Black-tailed godwits, Leighton Moss

Public transport routes and services change and are sometimes axed completely. I'll try to update any changes as soon as I find out about them. Where bus services have been cancelled or renamed I'll strike through the obsolete bus number to mark this change.

Tuesday 3 August 2021

Flixton

Long-tailed tit, Fly Ash Hill

After yesterday's perambulations I decided on a gentle wander round Flixton this afternoon. I walked down Carrington Lane from the station and popped my head over the parapet of Flixton Bridge in the hopes of seeing a wagtail or perhaps a dabchick on the river. I certainly didn't expect to see a dipper! It's definitely a sign of how clean the river's become these days. I'm pretty sure it was a young bird given the pale fringes to so many of its dark feathers.

Dipper, River Mersey

I'd barely gotten to the entrance onto Fly Ash Hill when I bumped into the first mixed tit flock of the afternoon, a large family of long-tailed tits with six or seven blue tits skittering round the bushes by the makeshift car park.

There's been some tittivating of the place since my last visit. A new path has been drained and laid between here and the railway bridge, which is no bad thing but a bit disorienting. There's also been a bout of tree planting on the steep slope alongside the railway line. I'm probably on my own here but I don't altogether approve of this. If you're landscaping an area that's been ravaged by industry or a century of overgrazing then yes, plant away and the more the merrier. If it's an area that's already established as a natural habitat I don't see the point, given sixty years or so it'll become woodland on its own without anyone giving it the hurry-up.  I'm not convinced that a self-grown bramble patch that will naturally be succeeded by trees is any less carbon-friendly than strimming an area bare, bringing a load of nursery-grown wands on a truck and adding a machined wooden pole support and a manufactured cylinder of rabbit-proofing to each. And I do wish tree planting gangs didn't plant them in regularly-spaced serried rows like municipal garden bedding plants.

Anyway…

Fly Ash Hill

Squadrons of woodpigeons flew overhead, most heading towards the fields by the Ship Canal, a few heading back towards Carrington Road. Three buzzards wheeled overhead. One was a particularly noisy juvenile trying to induce a bit of aerial food-passing from the parent. Given that there was no food to pass the noise went on some time.

Gatekeepers, meadow browns and large whites fluttered round in the long grass and my first small blue of the year was sharing a bunch of ragwort flowers with a couple of honey bees. Good to see some dragonflies about. A few common darters flew low while a common hawker buzzed round at head height. I'll admit to having had to look up the female black-tailed skimmer that patrolled the hawthorn bushes. 
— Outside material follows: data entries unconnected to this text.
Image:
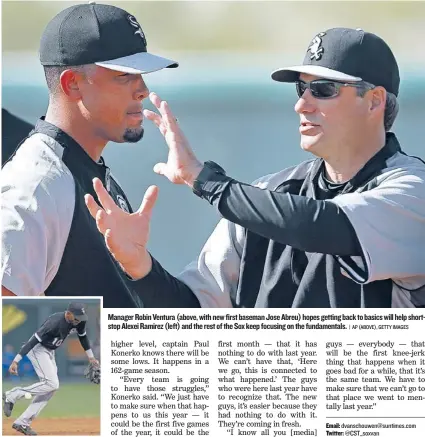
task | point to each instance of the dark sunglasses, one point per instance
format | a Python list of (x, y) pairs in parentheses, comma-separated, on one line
[(325, 89)]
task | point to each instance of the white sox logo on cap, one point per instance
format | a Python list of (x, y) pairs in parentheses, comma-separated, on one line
[(132, 20), (316, 48)]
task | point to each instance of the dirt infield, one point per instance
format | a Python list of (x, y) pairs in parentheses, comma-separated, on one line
[(65, 426)]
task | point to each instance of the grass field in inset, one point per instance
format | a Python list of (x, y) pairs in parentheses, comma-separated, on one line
[(71, 400)]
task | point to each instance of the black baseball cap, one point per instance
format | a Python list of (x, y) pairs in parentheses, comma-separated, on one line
[(350, 55), (98, 34), (78, 310)]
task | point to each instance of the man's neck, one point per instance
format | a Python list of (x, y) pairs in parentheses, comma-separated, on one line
[(343, 168), (77, 127)]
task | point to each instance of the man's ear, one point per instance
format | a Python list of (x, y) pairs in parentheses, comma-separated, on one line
[(378, 98), (69, 82)]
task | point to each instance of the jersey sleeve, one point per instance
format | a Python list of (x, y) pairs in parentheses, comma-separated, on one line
[(389, 222), (81, 329), (37, 207)]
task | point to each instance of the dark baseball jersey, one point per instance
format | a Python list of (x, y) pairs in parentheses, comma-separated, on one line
[(296, 240), (50, 242), (55, 329)]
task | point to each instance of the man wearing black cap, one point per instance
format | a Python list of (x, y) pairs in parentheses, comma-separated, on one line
[(93, 57), (343, 230), (41, 352)]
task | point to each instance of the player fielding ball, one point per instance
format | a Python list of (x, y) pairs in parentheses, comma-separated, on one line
[(40, 349)]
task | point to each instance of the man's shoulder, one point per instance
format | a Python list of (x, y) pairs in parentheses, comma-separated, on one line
[(402, 167), (296, 172), (37, 170)]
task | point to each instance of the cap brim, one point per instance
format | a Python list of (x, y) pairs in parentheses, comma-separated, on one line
[(81, 317), (139, 63), (291, 74)]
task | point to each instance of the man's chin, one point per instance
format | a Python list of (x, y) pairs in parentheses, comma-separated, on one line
[(310, 143), (133, 135)]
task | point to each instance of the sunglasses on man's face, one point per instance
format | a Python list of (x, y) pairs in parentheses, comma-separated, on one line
[(323, 88)]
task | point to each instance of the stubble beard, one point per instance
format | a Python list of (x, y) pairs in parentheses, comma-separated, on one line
[(133, 135)]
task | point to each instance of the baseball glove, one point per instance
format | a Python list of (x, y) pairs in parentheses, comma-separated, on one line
[(92, 373)]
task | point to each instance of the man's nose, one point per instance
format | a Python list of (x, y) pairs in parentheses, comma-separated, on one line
[(306, 103), (142, 90)]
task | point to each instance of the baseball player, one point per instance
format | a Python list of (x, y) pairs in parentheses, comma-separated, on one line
[(40, 349), (50, 246), (346, 229)]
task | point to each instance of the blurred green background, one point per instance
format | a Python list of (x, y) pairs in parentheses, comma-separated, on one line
[(229, 108), (71, 400)]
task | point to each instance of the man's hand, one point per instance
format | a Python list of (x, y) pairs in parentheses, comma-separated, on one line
[(182, 167), (126, 235), (94, 361), (13, 368)]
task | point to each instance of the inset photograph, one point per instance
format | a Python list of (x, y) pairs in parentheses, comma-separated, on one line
[(51, 366)]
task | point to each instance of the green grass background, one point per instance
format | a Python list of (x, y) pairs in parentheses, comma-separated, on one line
[(71, 400)]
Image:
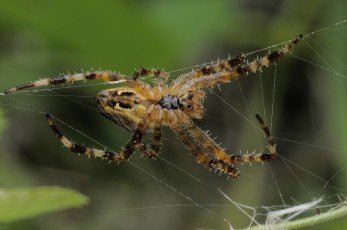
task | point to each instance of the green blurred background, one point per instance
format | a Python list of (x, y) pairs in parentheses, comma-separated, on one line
[(46, 38)]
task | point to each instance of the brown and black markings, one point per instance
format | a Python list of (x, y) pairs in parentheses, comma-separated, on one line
[(143, 109)]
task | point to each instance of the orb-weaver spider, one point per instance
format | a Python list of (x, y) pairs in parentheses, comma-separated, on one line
[(143, 109)]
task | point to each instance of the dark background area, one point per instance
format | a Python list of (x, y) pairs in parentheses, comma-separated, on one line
[(40, 39)]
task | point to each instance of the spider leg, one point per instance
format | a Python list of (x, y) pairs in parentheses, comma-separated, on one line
[(200, 156), (124, 154), (225, 76), (106, 76), (161, 75), (207, 143), (208, 70), (156, 140)]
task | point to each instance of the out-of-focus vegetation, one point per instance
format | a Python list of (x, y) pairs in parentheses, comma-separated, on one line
[(18, 204), (44, 38)]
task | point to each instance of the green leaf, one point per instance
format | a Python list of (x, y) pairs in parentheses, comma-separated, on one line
[(18, 204)]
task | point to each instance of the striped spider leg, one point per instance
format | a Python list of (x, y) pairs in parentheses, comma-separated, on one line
[(201, 81), (143, 109)]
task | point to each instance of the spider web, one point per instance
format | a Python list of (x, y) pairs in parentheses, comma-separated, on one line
[(296, 97)]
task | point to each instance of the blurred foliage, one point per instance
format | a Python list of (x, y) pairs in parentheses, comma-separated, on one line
[(18, 204), (47, 38)]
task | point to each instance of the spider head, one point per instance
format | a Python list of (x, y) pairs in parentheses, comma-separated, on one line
[(121, 105), (191, 103)]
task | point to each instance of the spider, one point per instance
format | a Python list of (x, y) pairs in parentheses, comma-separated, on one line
[(143, 109)]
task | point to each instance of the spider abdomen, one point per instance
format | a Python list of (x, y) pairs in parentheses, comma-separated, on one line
[(169, 102)]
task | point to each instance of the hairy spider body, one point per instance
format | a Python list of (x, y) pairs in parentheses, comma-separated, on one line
[(143, 109)]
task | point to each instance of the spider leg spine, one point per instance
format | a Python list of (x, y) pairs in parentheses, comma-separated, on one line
[(225, 76), (87, 151), (200, 156), (106, 76)]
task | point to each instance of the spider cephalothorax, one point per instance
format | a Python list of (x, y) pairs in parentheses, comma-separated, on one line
[(143, 109)]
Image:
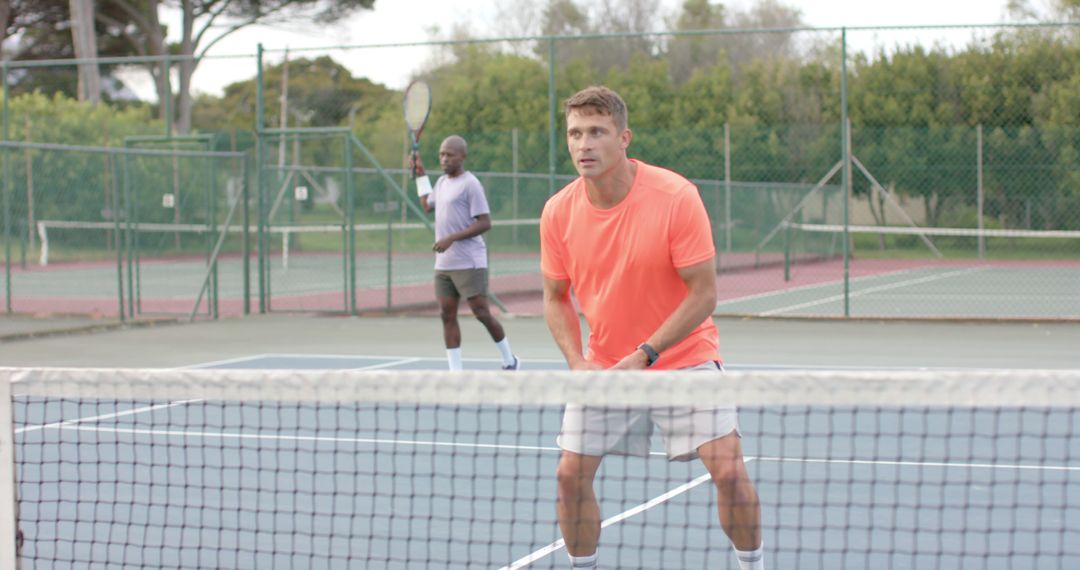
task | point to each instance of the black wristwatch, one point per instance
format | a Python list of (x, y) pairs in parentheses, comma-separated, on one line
[(650, 352)]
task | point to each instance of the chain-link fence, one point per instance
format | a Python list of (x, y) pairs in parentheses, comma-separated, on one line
[(875, 172)]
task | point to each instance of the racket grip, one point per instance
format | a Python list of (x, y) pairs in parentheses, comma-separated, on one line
[(422, 185)]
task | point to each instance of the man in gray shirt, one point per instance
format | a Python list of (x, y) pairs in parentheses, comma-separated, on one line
[(461, 216)]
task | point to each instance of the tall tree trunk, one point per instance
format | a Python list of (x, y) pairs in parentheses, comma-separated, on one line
[(4, 14), (85, 48), (187, 69)]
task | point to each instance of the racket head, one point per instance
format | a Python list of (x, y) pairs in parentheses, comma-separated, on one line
[(417, 105)]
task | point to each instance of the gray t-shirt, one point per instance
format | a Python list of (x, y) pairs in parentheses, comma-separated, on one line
[(458, 201)]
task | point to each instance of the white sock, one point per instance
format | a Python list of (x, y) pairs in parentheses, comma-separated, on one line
[(751, 559), (583, 561), (508, 355), (454, 358)]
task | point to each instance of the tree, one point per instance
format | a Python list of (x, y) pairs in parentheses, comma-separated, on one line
[(85, 48), (689, 53), (201, 22)]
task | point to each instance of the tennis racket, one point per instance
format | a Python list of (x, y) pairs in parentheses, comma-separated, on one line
[(417, 106)]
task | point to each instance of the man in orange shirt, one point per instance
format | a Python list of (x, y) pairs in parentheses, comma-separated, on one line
[(625, 233)]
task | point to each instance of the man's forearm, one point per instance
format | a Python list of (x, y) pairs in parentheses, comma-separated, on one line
[(565, 328), (691, 312)]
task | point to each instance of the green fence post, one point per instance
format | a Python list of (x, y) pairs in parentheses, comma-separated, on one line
[(846, 173), (7, 189)]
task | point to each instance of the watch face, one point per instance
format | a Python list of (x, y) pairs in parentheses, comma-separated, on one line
[(649, 352)]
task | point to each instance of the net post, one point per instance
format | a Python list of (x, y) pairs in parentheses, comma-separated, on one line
[(9, 504)]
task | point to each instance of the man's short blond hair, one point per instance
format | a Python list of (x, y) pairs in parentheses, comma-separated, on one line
[(599, 99)]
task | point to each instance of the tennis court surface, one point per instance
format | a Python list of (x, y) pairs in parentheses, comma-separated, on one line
[(343, 461)]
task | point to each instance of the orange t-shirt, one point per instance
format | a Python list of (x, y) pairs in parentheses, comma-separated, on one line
[(622, 261)]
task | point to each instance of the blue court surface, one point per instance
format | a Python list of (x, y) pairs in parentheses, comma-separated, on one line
[(264, 485)]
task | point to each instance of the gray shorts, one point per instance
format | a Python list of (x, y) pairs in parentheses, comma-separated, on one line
[(597, 431), (466, 283)]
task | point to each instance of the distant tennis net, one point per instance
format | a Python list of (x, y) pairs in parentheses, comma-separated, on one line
[(160, 268), (926, 272), (337, 469)]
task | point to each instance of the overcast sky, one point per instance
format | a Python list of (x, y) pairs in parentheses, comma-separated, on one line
[(412, 21)]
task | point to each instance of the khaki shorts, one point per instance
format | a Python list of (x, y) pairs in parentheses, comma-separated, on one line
[(596, 431), (466, 283)]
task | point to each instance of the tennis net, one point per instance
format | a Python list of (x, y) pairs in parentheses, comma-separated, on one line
[(343, 469), (926, 273)]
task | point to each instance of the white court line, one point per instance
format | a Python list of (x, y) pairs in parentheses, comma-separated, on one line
[(388, 365), (1011, 466), (861, 293), (559, 544)]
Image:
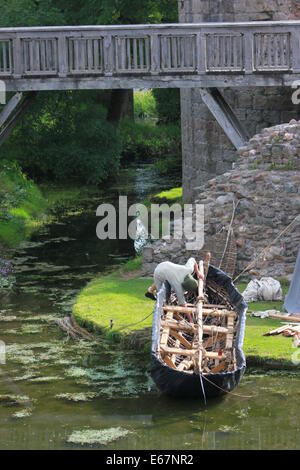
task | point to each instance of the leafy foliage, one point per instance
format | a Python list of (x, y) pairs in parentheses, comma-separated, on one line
[(167, 104), (21, 204), (145, 140), (66, 134)]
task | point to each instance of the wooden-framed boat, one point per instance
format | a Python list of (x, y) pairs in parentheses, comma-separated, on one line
[(197, 350)]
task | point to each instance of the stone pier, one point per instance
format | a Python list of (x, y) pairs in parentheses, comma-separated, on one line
[(207, 152)]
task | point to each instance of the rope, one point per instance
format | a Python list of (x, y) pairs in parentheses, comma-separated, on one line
[(133, 324), (228, 391), (202, 386), (263, 252)]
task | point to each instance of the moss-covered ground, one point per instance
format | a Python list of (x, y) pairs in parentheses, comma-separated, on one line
[(120, 298), (22, 206)]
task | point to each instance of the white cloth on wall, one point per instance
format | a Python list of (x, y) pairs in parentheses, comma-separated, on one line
[(265, 288)]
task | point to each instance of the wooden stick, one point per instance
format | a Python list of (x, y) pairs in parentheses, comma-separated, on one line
[(181, 339), (208, 329), (200, 313), (169, 362), (205, 311)]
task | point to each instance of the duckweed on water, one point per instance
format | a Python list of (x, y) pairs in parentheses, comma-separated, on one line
[(227, 429), (100, 437), (48, 379), (77, 397), (12, 400), (22, 414)]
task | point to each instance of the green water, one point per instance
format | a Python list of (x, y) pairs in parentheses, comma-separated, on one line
[(44, 370)]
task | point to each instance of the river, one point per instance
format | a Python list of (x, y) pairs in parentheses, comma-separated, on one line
[(53, 387)]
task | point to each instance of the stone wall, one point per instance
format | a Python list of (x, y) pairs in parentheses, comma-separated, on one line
[(206, 149), (265, 182)]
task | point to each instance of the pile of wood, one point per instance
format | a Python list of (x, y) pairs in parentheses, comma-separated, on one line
[(199, 337), (288, 330)]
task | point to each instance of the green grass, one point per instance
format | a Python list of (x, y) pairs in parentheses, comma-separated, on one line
[(264, 350), (22, 206), (122, 300), (144, 105), (112, 297)]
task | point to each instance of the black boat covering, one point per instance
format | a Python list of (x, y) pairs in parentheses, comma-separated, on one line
[(186, 385)]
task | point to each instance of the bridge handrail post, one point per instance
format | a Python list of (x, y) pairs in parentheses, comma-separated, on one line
[(62, 56), (249, 52), (201, 53), (108, 55), (17, 57), (295, 49), (155, 54)]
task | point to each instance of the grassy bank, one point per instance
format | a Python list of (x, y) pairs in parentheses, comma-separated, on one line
[(117, 297), (148, 138), (22, 206), (120, 297)]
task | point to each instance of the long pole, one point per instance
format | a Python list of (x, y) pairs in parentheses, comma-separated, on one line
[(200, 313)]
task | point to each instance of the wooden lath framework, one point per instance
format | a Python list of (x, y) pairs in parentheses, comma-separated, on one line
[(205, 344)]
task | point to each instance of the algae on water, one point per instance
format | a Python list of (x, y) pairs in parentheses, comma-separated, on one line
[(22, 414), (93, 437), (77, 397)]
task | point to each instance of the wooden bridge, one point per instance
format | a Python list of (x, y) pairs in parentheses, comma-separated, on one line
[(205, 55)]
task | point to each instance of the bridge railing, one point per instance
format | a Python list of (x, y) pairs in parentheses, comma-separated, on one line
[(147, 50)]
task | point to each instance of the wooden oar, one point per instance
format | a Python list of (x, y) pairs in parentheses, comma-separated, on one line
[(200, 301)]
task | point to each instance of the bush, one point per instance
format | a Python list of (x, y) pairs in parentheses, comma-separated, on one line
[(66, 135), (144, 140), (145, 105), (21, 205)]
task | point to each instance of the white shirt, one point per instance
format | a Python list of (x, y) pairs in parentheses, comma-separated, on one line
[(175, 275)]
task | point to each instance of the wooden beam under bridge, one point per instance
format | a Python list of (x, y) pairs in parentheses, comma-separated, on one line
[(225, 116)]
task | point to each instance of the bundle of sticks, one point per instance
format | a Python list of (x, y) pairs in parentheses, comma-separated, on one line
[(199, 337), (288, 330)]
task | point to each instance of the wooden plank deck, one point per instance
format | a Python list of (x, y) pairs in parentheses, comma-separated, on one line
[(207, 55)]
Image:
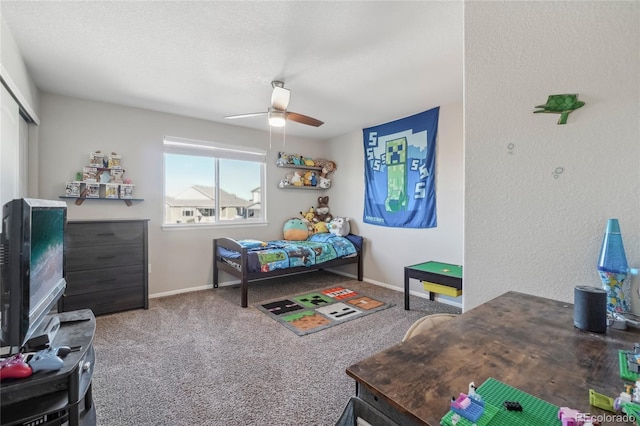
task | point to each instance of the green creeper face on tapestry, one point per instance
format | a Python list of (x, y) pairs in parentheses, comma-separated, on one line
[(561, 104)]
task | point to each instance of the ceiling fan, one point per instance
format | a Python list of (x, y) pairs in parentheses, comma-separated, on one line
[(277, 112)]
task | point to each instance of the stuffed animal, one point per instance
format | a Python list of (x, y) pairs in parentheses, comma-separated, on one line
[(296, 179), (324, 183), (282, 159), (339, 226), (322, 210), (309, 215), (295, 229), (329, 167), (320, 228), (309, 178)]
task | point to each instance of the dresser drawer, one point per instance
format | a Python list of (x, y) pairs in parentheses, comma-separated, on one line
[(93, 234), (98, 257), (103, 302), (81, 282)]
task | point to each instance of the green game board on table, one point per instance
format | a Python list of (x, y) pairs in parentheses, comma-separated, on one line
[(534, 410), (440, 268)]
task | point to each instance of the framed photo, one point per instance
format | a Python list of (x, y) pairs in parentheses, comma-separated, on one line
[(111, 190), (116, 175), (73, 189), (93, 190), (115, 161), (126, 191), (96, 159), (89, 174)]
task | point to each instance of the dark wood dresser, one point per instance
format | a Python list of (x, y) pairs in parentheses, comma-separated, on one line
[(106, 266)]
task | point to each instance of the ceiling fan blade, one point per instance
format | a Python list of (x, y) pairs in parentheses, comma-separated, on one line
[(304, 119), (252, 114), (280, 98)]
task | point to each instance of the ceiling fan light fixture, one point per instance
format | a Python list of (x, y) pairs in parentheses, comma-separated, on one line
[(277, 118)]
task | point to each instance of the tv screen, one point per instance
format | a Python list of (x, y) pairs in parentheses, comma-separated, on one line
[(33, 277)]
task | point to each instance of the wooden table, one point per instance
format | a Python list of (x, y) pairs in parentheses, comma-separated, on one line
[(527, 342), (438, 273)]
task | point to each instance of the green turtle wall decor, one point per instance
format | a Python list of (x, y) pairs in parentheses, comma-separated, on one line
[(561, 104)]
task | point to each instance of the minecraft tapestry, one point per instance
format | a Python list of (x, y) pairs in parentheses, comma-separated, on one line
[(399, 172)]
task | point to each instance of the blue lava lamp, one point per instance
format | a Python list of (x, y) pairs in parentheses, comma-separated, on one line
[(613, 269)]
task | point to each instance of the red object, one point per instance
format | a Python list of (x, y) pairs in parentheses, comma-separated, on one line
[(14, 368)]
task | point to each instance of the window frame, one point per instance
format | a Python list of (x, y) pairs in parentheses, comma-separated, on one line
[(216, 151)]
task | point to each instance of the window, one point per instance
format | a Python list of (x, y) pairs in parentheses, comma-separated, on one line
[(210, 183)]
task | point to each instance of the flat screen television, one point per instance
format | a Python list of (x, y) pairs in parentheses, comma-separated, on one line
[(31, 267)]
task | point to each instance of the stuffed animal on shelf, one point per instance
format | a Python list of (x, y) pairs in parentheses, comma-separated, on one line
[(339, 226), (296, 178), (309, 178), (329, 167), (283, 159), (322, 210), (324, 183)]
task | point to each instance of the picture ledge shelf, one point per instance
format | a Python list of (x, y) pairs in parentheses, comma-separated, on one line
[(80, 200)]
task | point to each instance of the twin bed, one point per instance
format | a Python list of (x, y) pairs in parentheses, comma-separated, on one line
[(251, 260)]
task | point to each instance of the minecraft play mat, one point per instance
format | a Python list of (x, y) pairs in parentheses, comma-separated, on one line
[(320, 309)]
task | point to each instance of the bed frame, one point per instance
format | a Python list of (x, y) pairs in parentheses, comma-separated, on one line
[(246, 276)]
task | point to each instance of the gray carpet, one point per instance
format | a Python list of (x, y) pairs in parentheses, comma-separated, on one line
[(199, 358)]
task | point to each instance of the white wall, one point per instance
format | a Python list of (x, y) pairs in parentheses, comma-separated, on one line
[(15, 75), (72, 128), (389, 250), (526, 229)]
Another mixed tit flock, including great tits and a chiffchaff this time, fossicked around in the willows and poplars by the railway. While I was trying to keep track of them a male bullfinch silently crept into the tree by my side and started feeding on the buds on the twigs just over my head. 

Moorhen, Dutton's Pond

I passed under the railway and had a nosy round Dutton's Pond. It was fairly quiet, the mallards and coots loafing by the side and the moorhens managing not to squabble in the waterlilies. A few more common hawkers patrolled the fringes.

Dutton's Pond

I walked down the path by the railway to Jack's Lane. A mixed tit flock in the willows near Dutton's Pond included blue tits and great tits and a bird which sounded almost but not quite like a willow tit and which actually turned out to be another great tit. I actually found a real willow tit in willow scrub in a ditch at the bottom of the railway embankment. I wouldn't have spotted it had it not been disturbed by a party of great tits that bounced past.

Jack Lane local nature reserve

I walked through Jack Lane nature reserve by the reedbed path. Another buzzard rose from the reedbeds to a chorus of scolding reed warblers. They were as happy to see me there, too: every time I looked round I'd see one of them peering suspiciously at me through the reeds. I could hear a sedge warbler and a water rail but had no luck seeing either. I added a couple of brown hawkers to the day's dragonfly tally.

I carried on down Jack Lane and on to Irlam Road for the bus. I had a bit of shopping to do, the spadgers have cleaned me out completely.